Jiu Yi Ba Mukden incident
A big granite-like stone tablet is a massive structure in the Sept. 18 Museum in Shenyang to commemorate what is known outside Manchuria as the Mukden Incident (my students in 2010-14 never heard of “Mukden,” the Manchu name for their city).
On Sept. 18, 1931, Japanese forces guarding the South Manchuria Railway station near Mukden—Japan’s thrust into northeast China (Manchuria)—feigned a bomb attack blamed on China’s nationalist forces to justify Japan’s military invasion of Manchuria. Earlier that year, Chiang Kai-shek, Zhang Xue Liang (the marshal and air force aficionado dubbed “hero of history” of Liaoning), the Hui and Mongol Muslim Ma Fuxiang, all generals, convened to assert Chinese sovereignty over Japanese presence in Manchuria. It didn’t work.
Let’s deal with the geography and people. The Manchu, the last imperial ruler of China as the Qing Dynasty, were not Han. Han is the classic Chinese since Shi Huangdi of Qin united warring states to form China in 221 BC, centered in what was Chang’an, now Xi’an in Shaanxi Province west of Beijing. The Manchu, a northeast people, lived north of the Great Wall, outsiders of the realm. The Manchu Qing followed the Han Ming who completed the Great Wall so that Mongols like the Khans who earlier launched the Yuan Dynasty would not occur again.
Manchuria was open territory fought over by the Russian Empire of Tsar Nicolas II and the resurgent Japanese Empire after the Meiji restoration and its industrialization that emboldened expansionist Japan. Nippon considered its presence in Manchuria not as an invasion but as territorial rights along with the annexation of Korea, an area coveted by Russia as it was next to Siberia in the Far East.

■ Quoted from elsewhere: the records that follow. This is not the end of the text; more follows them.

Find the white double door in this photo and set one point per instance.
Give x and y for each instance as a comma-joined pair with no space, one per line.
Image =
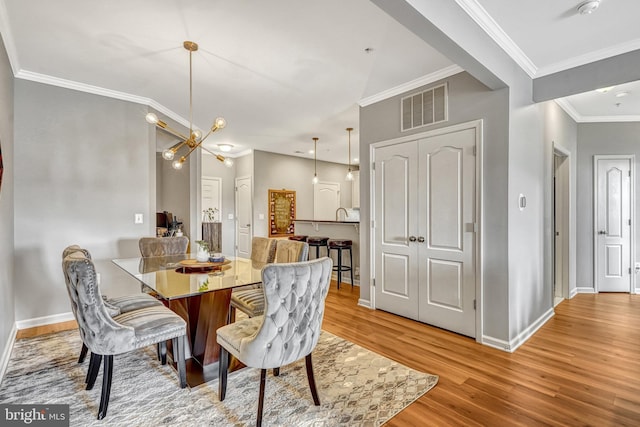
424,229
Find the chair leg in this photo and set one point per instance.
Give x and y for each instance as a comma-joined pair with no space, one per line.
92,372
162,352
263,380
178,352
107,373
312,381
83,353
223,367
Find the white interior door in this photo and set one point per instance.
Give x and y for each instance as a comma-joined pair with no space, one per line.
244,217
212,195
447,218
326,200
613,224
396,216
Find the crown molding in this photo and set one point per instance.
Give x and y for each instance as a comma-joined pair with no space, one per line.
578,118
7,37
413,84
497,34
587,58
97,90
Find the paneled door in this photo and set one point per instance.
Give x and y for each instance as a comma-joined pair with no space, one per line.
244,217
425,228
613,224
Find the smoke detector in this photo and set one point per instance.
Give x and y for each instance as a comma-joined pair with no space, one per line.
588,7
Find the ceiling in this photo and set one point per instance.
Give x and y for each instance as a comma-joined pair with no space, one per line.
284,71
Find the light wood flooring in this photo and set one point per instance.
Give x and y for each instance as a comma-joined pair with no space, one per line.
581,368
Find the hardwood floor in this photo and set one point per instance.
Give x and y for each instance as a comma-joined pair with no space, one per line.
581,368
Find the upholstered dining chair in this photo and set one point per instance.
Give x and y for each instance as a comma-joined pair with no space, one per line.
106,336
118,305
289,329
251,301
159,246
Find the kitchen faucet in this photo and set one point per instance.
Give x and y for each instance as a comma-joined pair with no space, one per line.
346,214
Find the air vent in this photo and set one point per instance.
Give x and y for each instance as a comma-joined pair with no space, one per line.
424,108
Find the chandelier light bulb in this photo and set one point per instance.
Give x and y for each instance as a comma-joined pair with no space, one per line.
168,154
151,118
177,164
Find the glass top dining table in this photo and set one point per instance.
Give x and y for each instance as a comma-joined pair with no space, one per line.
200,293
180,276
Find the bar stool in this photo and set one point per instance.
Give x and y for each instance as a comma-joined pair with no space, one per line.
318,242
340,245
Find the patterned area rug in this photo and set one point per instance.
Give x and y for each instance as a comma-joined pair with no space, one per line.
357,388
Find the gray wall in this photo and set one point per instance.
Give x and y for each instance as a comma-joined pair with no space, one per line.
7,298
600,138
468,100
82,169
211,167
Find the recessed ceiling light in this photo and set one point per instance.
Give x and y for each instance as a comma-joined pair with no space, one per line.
588,7
605,89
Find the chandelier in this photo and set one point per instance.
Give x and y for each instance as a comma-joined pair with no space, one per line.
195,138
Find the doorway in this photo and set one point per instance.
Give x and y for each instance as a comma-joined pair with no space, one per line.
561,224
426,216
614,200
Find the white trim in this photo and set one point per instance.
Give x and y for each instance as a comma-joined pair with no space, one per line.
479,199
46,320
6,354
589,57
631,158
497,34
7,37
411,85
568,108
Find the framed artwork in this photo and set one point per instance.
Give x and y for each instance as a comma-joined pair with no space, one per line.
282,213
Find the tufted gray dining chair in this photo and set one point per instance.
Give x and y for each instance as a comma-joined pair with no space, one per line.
106,336
160,246
117,305
289,329
251,301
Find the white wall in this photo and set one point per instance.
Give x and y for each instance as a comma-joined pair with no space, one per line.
7,296
79,179
600,138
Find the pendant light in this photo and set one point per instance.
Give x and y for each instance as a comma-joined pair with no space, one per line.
315,160
349,176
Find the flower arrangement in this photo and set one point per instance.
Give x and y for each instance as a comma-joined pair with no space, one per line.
209,215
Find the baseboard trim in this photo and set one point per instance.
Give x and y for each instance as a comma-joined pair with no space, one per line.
364,303
46,320
522,337
6,354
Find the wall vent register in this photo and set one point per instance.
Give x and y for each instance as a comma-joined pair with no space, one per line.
424,108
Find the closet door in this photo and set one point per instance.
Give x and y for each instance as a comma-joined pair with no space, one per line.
447,231
395,207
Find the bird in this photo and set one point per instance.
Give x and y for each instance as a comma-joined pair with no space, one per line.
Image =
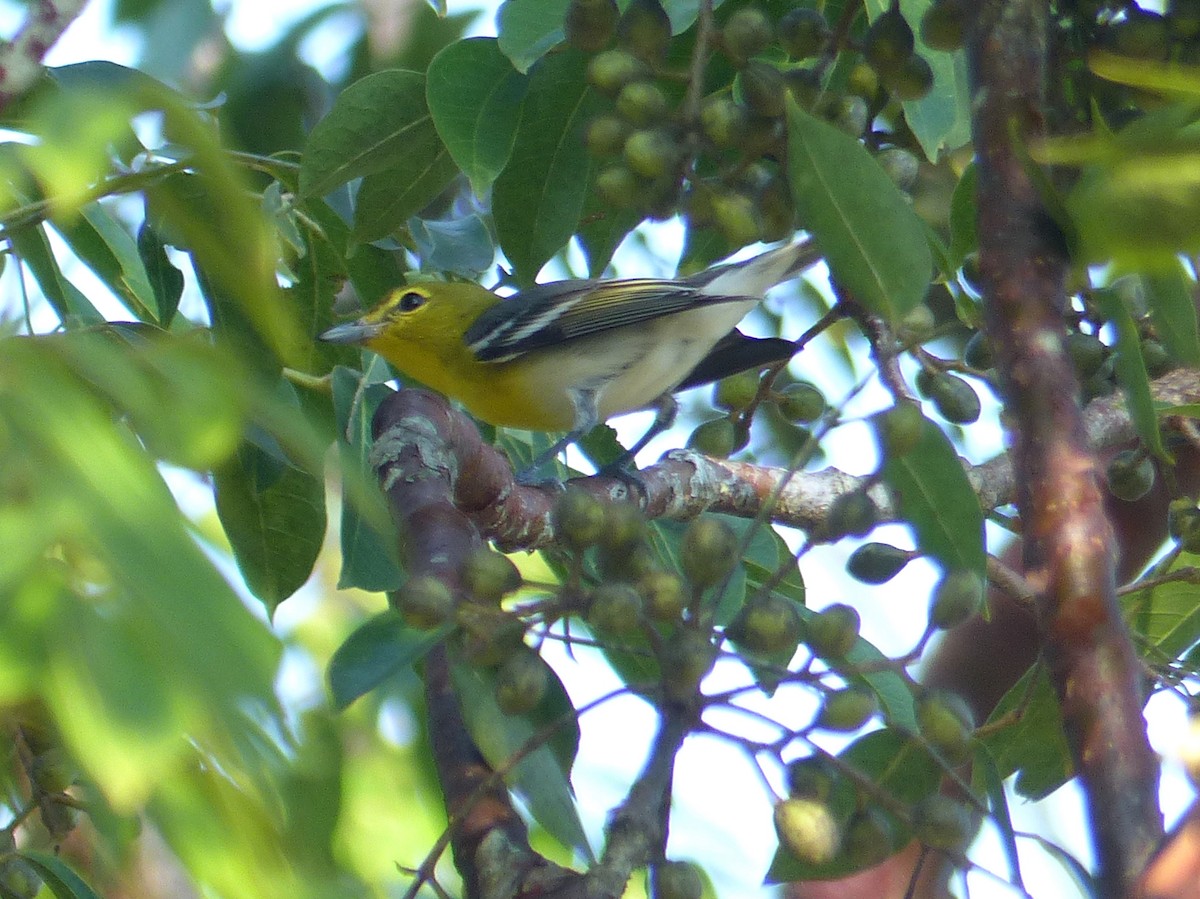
567,355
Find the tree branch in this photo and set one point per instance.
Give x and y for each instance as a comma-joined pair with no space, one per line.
1069,547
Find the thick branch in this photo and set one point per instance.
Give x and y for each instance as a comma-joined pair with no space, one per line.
1069,549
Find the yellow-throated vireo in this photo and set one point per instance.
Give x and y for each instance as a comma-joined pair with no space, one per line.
569,354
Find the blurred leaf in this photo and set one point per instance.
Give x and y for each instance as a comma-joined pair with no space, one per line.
1131,370
1033,745
1171,298
538,198
540,778
370,543
381,648
474,96
871,238
934,496
33,247
59,879
529,29
275,517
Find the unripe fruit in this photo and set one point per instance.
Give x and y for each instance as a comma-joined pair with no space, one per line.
899,429
589,24
737,217
851,515
847,709
889,42
947,723
1131,475
876,563
645,30
664,595
723,120
612,70
943,25
901,166
767,624
606,135
801,402
833,631
487,576
803,33
912,81
642,102
736,391
715,438
941,822
521,683
677,880
957,598
954,399
745,33
708,551
762,88
978,353
579,520
425,603
619,187
685,659
652,153
808,829
615,609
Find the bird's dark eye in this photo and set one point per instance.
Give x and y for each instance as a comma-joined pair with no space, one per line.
409,301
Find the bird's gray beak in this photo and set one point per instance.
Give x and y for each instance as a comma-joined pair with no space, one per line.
351,333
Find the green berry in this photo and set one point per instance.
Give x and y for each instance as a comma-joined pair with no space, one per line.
899,429
808,828
803,33
521,683
708,552
589,24
847,709
1131,475
612,70
767,624
801,402
957,598
833,631
736,391
941,822
579,520
876,563
616,609
425,603
947,723
487,576
747,31
642,103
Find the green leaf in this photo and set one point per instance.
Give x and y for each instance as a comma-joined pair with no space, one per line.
871,238
33,247
539,197
1035,747
370,543
112,253
372,129
1174,312
59,879
375,652
529,29
1131,370
275,517
933,495
474,96
540,777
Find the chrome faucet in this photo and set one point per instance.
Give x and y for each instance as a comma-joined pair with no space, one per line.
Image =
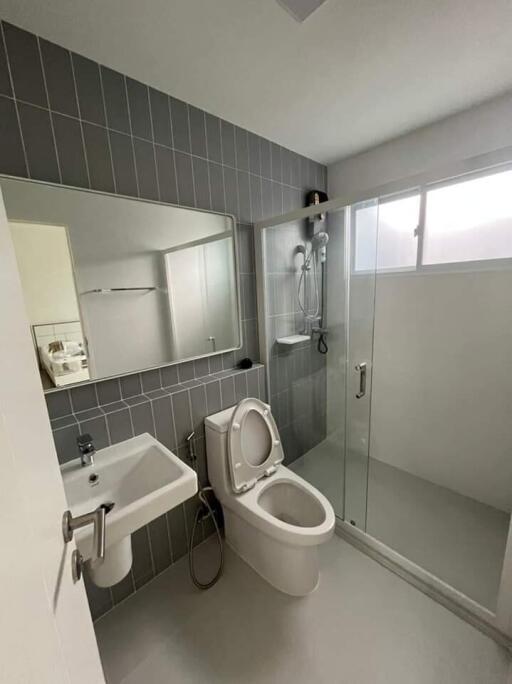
86,449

The Battle of Mukden during the Russo-Japanese war of 1904-05 saw Russia and Japan bleed without victory; Japan’s naval humiliation of Russia in the Tsushima Strait 1905 led to the Treaty of Portsmouth in Maine brokered by U.S. President Teddy Roosevelt that earned him a Nobel Peace Prize.
Japan’s lease granted by China on the Manchuria Railway was considered to be of the same kind as China earlier inked with Russia, with full rights and privileges of free movement in the territory by Japanese forces guarding the railway. At the time, Japan experienced a subversive democratization of command called Gekokujo that tolerated lower command to take military initiatives acknowledged by higher ups when a goal is achieved. Not exactly insubordination but strict command top-down was taken lightly.
Manchuria came to our consciousness with the popular film The Manchurian Candidate released in ‘62 and considered then as a classic of the political thriller genre. It starred pensive Laurence Harvey, lightweight Frank Sinatra, and an intense Angela Lansbury in an Academy award-nominated performance. Filipino soldiers fought on the U.S. side during the Korean War in 1950-53, and the tirade against the Communist in Philippine media was pro-Chiang and anti-Mao; the Manchurian Candidate got us to learn Dong Bei’s locale and geography.
I’ve been past the Shenyang Museum many times, though I have yet to leave footprints on its threshold. One of the city’s highlights, it is a schizophrenic dichotomy of China’s copycat of things Japanese on one side and a profound hatred of the Japanese on the other. Riben is the formal name for Japan but wukuo is the generic term for a marauding bandit barbarian used to refer to the Japanese.
The Chinese utilizes Japanese technology in vehicles and electronics, widespread and frequent. Asked if they personally know or have a personal relationship to a Japanese and the answer is invariably negative. But asked how they feel about the Japanese and the response is one of hate, and deep.
The Sept. 18 Jiu Yi Ba museum sustains this hatred of the Japanese “invasion” of Manchuria, and though the Manchu was literally outside of China’s boundary and had during the Qing’s reign even limited Han’s migration to Manchuria, like any other part of China the Han predominates culturally and administratively. While China recognizes ethnic minorities and five autonomous regions with other smaller units of governance defined by ethnicity, the Han from Central China predominates in all respect within the boundaries set by Chiang and affirmed by Mao.
Mandarin and its Hanzi characters are used in the Beijing area; it is the official tongue and script of the nation (the world’s currently favored and highly marketable dialect). The Han reach out to 10 percent of its population giving them procreative prerogative of more than one child in China’s one-child policy. Three friends who were native of Xinjiang from the same family worked on Saipan in the early 2000s. Their Shanghai-residing family was allowed more than the one-child restriction because of their ethnic identity.
Jiu Yi Ba is a relic of the past. New Nippongo lived in the shadows of uranium fission and plutonium fusion in August ‘45. China could give the wukuo term a rest.